Nexlizet Disease Interactions

Ezetimibe is partially metabolized in the liver. After a single 10 mg dose, the mean area under the plasma concentration-time curve (AUC) for total ezetimibe was increased approximately 1.7-fold, 3- to 4-fold, and 5- to 6-fold, in patients with mild (Child-Pugh score 5 to 6), moderate (Child-Pugh score 7 to 9), and severe hepatic impairment (Child-Pugh score 10 to 15), respectively, compared to healthy subjects. Due to the unknown effects of increased exposure to ezetimibe in patients with moderate or severe hepatic impairment, therapy with ezetimibe is not recommended in these patients. The combination of ezetimibe with a statin is contraindicated in patients with active liver disease or unexplained persistent elevations in hepatic transaminase levels.

Bempedoic acid has not been studied in patients with severe hepatic impairment (Child-Pugh C), therefore, caution is advised if used in these patients. No dosage adjustment is needed in patients with mild or moderate hepatic impairment (Child-Pugh A or B).

Bempedoic acid can elevate serum uric acid. Caution is advised in patients with a history of gout. Assess uric acid levels periodically and monitor any signs or symptoms of hyperuricemia.

There is limited experience with the use of bempedoic acid in patients with severe renal impairment, and the drug has not been studied in patients with end-stage renal disease (ESRD) receiving dialysis. Caution is advised if used in these patients.

Bempedoic acid has been associated with an increased risk of tendon rupture or injury. Ruptures involving the rotator cuff, biceps, or Achilles tendon have been reported. Risk increases in patients over 60, those on corticosteroid or fluoroquinolone treatment, patients with renal failure, and patients with previous tendon disorders. Consider an alternative therapy in patients with a history of tendon disorders or rupture. Discontinue treatment if rupture of a tendon occurs or consider discontinuation if the patient experiences joint pain, swelling, or inflammation.

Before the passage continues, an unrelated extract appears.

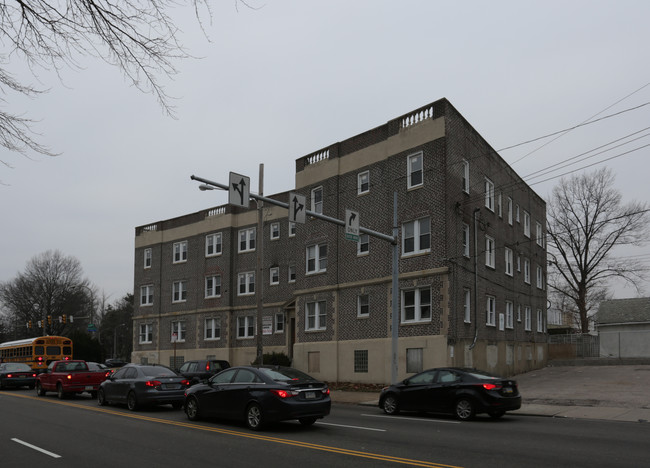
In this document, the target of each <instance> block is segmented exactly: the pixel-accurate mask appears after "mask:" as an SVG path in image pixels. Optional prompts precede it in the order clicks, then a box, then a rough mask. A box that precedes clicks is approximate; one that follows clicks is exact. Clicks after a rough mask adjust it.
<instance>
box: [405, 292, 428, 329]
mask: <svg viewBox="0 0 650 468" xmlns="http://www.w3.org/2000/svg"><path fill="white" fill-rule="evenodd" d="M430 320H431V289H430V288H419V289H412V290H410V291H402V322H403V323H409V322H428V321H430Z"/></svg>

Myopathy and rhabdomyolysis are known adverse reactions to statins and other lipid-lowering drugs. In post-marketing experience with ezetimibe, cases of myopathy and rhabdomyolysis have been reported. Most patients who developed rhabdomyolysis were taking a statin prior to initiating ezetimibe. However, rhabdomyolysis has been reported with ezetimibe monotherapy and with the addition of ezetimibe to agents known to be associated with increased risk of rhabdomyolysis, such as fibrates. In the presence of muscle symptoms and a CPK level >10 × the ULN indicative of myopathy, ezetimibe and any statin or fibrate that the patient is taking concomitantly should be immediately discontinued if myopathy is diagnosed or suspected.

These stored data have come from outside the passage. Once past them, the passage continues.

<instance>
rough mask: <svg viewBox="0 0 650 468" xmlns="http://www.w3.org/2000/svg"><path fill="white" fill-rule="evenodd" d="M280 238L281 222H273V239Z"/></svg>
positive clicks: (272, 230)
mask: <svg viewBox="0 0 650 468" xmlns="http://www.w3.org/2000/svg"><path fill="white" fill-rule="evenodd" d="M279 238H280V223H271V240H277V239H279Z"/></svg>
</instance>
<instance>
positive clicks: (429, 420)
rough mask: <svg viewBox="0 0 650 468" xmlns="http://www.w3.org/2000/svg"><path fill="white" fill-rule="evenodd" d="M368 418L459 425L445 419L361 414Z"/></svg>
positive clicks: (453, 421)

No dosage adjustment of ezetimibe is necessary in patients with renal impairment. However, when ezetimibe therapy is given in combination with simvastatin in patients with moderate to severe renal impairment (estimated glomerular filtration rate <60 mL/min/1.73 m2), doses of simvastatin exceeding 20 mg should be used with caution and close monitoring is recommended.